How can an employer avoid discrimination when applying the English language requirement for public-sector workers?
Under part 7 of the Immigration Act 2016, public authorities are required to ensure that each person who works for them in a customer-facing role speaks fluent English (or Welsh, in Wales). The Act requires authorities to have a procedure in place to allow members of the public to make a complaint if they think that the authority is not complying with the duty. Public-sector employers should be aware of the risk of race or disability discrimination when enforcing the fluency requirement and when dealing with complaints about the fluency of employees.
Public authorities must have regard to the statutory Code of practice on the English language requirements for public-sector workers when deciding how to enforce the fluency requirement. The code states that all job applicants and workers should be treated in the same way, regardless of nationality or ethnic origin. It states that authorities should make clear in their complaints procedure that complaints about a staff member's accent, dialect, manner or tone of communication, origin or nationality will not be considered a legitimate complaint.

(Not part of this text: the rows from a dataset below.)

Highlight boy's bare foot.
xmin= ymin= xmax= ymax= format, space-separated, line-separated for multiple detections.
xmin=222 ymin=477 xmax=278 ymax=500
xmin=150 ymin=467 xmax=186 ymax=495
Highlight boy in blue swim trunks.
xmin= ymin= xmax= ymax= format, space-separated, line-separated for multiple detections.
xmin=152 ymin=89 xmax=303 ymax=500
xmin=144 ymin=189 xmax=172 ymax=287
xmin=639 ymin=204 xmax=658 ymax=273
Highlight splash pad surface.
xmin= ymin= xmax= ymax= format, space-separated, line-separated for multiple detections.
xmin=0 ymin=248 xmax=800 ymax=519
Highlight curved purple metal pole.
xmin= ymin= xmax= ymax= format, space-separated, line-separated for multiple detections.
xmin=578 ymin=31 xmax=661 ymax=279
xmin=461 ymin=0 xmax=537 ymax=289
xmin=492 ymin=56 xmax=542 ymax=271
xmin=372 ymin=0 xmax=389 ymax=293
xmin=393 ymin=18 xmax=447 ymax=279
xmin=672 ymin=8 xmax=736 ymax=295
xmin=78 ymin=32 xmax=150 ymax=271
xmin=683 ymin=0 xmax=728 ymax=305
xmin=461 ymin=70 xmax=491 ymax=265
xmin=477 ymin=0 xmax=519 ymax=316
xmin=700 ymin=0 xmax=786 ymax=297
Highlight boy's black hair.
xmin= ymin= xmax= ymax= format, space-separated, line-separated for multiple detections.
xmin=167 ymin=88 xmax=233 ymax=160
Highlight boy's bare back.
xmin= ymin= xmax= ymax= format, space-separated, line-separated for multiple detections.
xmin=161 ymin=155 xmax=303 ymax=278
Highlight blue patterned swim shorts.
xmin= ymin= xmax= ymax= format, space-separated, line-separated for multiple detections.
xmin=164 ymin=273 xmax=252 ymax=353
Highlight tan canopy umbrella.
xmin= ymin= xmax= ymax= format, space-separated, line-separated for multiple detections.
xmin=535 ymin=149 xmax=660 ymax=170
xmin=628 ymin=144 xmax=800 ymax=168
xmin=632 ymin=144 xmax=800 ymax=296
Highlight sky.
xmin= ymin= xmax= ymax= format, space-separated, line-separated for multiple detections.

On the face of it, the requirement to speak fluent English or Welsh places employees of nationalities or origins that do not have English or Welsh as a first language at a disadvantage. Therefore, to defend claims of indirect race discrimination, employers may be required to justify their implementation of the duty, for example by being able to demonstrate that the fluency standard applied is no higher than necessary for the particular role, and giving employees reasonable support to attain the standard.
Employers must continue to comply with their duty to make reasonable adjustments in relation to employees or job applicants with disabilities that affect their verbal communication. The fluency duty will be met if a worker communicates through a sign language interpreter who speaks English or Welsh to the necessary standard for the role.
Public-sector employers will need to balance compliance with the language requirement with the need to avoid unlawful discrimination. They must also have regard to the need to eliminate discrimination and advance equal opportunities under the public sector equality duty.